John was startled awake by the sound of screaming. His eyes jumped open and for a moment he was blinded by the light. Then things began to swim into view. A hospital room, no surprise there, a smell of blood and antiseptic in his nostrils and then he realised it was him that was screaming.
It sounded wrong.
This was not his aged, croaking, earthy voice, it sounded like a cat or a girl. He wasn’t screaming though, he was startled, upset, but he was not making his mouth open or his lungs empty in that shrieking cacophony. He tried to lift his arms to stifle his mouth and they would not obey him, nothing would.
He felt himself lifted, as though he weighed nothing. The nurse seemed like a giantess, cartoonishly enormous, but even his eyes wouldn’t obey him as the world span and twisted about him. All was confusion, fear, vertigo as he tried to fathom what had happened to him. Had he become paralysed? Was he hallucinating? Were these the tortures of some hell that he had never believed in? The visions of a dying man.
The room span and twisted again and the vision changed. A young woman, holding him in her arms, but who was she? It took him a moment, a long moment, racking his memory until he recognised his mother. Not as the old woman, light as a bird in his arms as she gave her final breath, not as the fierce matron who had raised him after his father died, no. This was his mother as he’d never seen her, young, pretty, red-faced and sweaty, eyes out of focus from pain and drugs, cradling his tiny body against her bosom.
He was an infant again.
Or was he?
He couldn’t speak, he couldn’t move. All he could do was mutely watching from behind his own eyes through the cringing embarrassment of sucking his own mother’s tit, of shitting and pissing himself helplessly. He was trapped, imprisoned in his own body and he went mad.

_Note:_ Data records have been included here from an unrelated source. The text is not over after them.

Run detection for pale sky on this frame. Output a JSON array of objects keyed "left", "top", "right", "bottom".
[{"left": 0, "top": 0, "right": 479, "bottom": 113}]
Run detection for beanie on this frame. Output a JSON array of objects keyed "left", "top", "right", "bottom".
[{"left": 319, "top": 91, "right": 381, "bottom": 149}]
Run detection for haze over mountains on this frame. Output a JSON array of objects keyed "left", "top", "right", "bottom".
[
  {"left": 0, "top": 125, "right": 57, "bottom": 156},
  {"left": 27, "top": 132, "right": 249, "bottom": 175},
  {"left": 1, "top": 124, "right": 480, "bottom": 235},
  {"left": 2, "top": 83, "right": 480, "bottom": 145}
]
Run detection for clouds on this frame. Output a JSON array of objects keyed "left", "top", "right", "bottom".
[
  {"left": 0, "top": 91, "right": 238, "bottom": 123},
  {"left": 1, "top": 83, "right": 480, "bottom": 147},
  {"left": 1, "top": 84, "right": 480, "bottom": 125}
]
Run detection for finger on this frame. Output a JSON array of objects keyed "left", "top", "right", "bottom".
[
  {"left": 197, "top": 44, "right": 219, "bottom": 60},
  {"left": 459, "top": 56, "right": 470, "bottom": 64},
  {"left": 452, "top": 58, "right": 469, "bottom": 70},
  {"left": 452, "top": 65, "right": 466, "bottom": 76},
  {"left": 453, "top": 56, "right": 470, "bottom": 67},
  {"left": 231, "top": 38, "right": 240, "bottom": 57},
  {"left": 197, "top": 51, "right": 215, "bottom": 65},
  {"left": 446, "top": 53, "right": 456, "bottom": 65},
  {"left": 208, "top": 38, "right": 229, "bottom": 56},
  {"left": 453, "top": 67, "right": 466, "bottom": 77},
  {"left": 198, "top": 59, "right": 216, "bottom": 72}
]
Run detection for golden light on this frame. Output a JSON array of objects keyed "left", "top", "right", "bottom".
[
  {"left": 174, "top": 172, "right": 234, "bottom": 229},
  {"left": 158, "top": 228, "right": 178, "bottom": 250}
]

He screamed against the walls of his consciousness, metaphorically tearing with his nails at the fleshy coffin in which he found himself, looking for a word, a twitch, anything that showed he was having any impact at all upon this body, this new and old life.
When the madness passed he tried to think. Was this reincarnation? Then why was he himself again? He’d been an artist, not a scientist, not a priest, not a philosopher. He’d heard people talk about space curving back in upon itself and space and time being one. Was that what had happened? Had time curved back upon itself as well? Was he some ghost of his former life playing back over itself again, an echo? There was nobody he could ask, he couldn’t speak. All he could do was stare out through his own eyes and listen through his own ears when something was seen or said that had some bearing on his situation, though that was still limited to the things known in his lifetime.
There were no answers to be had.
A black depression descended as his life unfolded before him. Every mistake, every glory coming into being with relentless predictability. Every mistake he’d ever regretted, every triumph he’d ever had. The missteps anticipated and dreaded, the wonders dulled by repetition.
He felt the tarmac under his knees as, broken hearted, he cried in the street.
He cursed himself as a clumsy fool as his fumbling teenage self haltingly tried to make love.
He scowled from behind his own face at the mawkish grins and self congratulation at the birth of his son, who would later hate him.
He shook his head in resignation as he saw his marriage collapse through his own, ill-considered affairs, dulled by drink and mediocrity as he sought sensation and freedom.
Then the worst came. He felt his body grow feeble, ill, old. He felt the tremors come, the cough and the blood. His eighty years had come and gone for the second time while he watched it fly past, a mute and imprisoned spectator. Now he could barely see, barely hear, his prison was beginning to crumble around him as the sound of the softly beeping machines and the flicker of the fluorescent lights faded out.
Perhaps now, perhaps this time, he’d finally be free.